VIDEO: TRID Optional Signature Line

VIDEO: TRID Optional Signature Line

In this Compliance Clip (video), Adam discusses the requirements for having a signature line on the LE and CD. While many financial institutions may not have thought about whether this is required or not for some time, it might be a good idea to revisit the rules to ensure things are being done correctly.


Video Transcript

The following is a transcript of this video.

This Compliance Clip is going to talk about the optional signature line on TRID disclosures. The question we have here is this: Can a creditor require a consumer to sign and return the Loan Estimate or the Closing Disclosure? In other words, can we have a signature line on the Loan Estimate and can we have a signature line on the Closing Disclosure, or maybe you're wondering if a signature line is even optional?  So let's take a look at where the answer for this comes from. 

The answer of course comes from the TRIP-RESPA Integrated Disclosures Frequently Asked Question No. 1 which talks about the optional signature line and it also comes directly out of Regulation Z in Section 1026.37. So let's take a look at a couple of excerpts that talk about this and give us the answer to our question.

First and foremost, it is important to understand that the signature line is optional, it's not required. So if your financial institution doesn't require the signature line, that's okay. But we'll take a look at some of the requirements if you don't offer the signature line

Here's what Regulation Z says in Section 1026.37(n). It says this, “The creditor may include a line for the signatures of the consumers in the transaction, under the master heading of the Loan Estimate form and under the heading Confirm Receipt.” So for the Loan Estimate, this is where our rules are coming from. You are permitted to include the signature line.
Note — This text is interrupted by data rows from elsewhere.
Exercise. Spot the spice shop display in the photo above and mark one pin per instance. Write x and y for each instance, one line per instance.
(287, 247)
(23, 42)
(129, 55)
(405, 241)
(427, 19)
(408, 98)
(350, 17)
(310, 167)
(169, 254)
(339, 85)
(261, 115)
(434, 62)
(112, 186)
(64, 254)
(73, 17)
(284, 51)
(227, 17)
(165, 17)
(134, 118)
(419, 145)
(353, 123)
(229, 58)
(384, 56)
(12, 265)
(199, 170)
Now it says here that if the creditor includes a line for the consumer signature, a disclosure must be written above the signature line, and this disclosure must say that “By signing, you are only confirming that you have received this form. You do not have to accept this loan because you have signed or received this form.” If your financial institution has a signature line on your Loan Estimate, make sure that this disclosure is listed above the signature line, because this is a requirement of Section 1026.37(n) of  Regulation Z.

Now they go on to say that if the creditor does not include a line for the consumer’s signature, the creditor must disclose the following statement under the heading “Other Considerations”, labeled “Loan Acceptance.” So, if you do not have a signature line, you should have this disclosure. A disclosure that says, “You do not have to accept this loan because you have received this form or signed a loan application.”
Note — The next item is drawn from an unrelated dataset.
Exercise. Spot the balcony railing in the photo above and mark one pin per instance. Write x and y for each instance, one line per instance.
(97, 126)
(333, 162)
Rules are slightly different whether you have a signature line or you do not have a signature line specifically on the Loan Estimate, but the rules of course for the Closing Disclosure are substantially similar and essentially the same thing.

Now, we take a look at 1026.37(o)(1)(i) and 1026.38(t)(1)(i). The rules say this, “The creditors shall make the disclosures required by this section clearly and conspicuously in writing and in a form that the consumer may keep. The disclosures shall be grouped together and segregated from everything else.” So the key there is that the disclosures must be provided in a form the consumer may keep because Optional Signature Line Frequently Asked Question No.1 gives us an example of what is a form the consumer may keep. Because if you're requiring a signature line and you're requiring them to return that form, you may be violating this rule.

Frequently Asked Question No. 1 says this, “A creditor may require a consumer to return a signed copy of the closing disclosure.” So you're permitted to return a signed copy of a Loan Estimate and you're permitted to require a signed copy of the Closing Disclosure. It's not required, but it is permitted. However, if you do this Frequently Asked Question No. 1 says, :The creditor must ensure that the consumer receives at least one copy of the closing disclosure in a form that the consumer may retain, no later than three business days before consummation.” And of course, the rules for the Loan Estimate are substantially similar. Consumers must receive a copy of the form that they may keep. You can't require them to return all the copies. 

That goes on to say that if the consumer receives only one copy of the Closing Disclosure, which would also apply to the Loan Estimate, and the creditor requires a consumer to sign and return that copy then the consumer has not received the disclosure in the form that the consumer may keep. So, if you're requiring a signature on your Loan Estimate or Closing Disclosure, make sure you're complying with these rules. If you're not requiring a signature, make sure you have the proper disclosure listed. 

That's it for this Compliance Clip. It's kind of a deep dive into TRID  going over one of the finer points of trade that we've probably not thought about in some time, but I always think it's a good idea to revisit some of these rules. So make sure you're doing this correctly in your financial institution.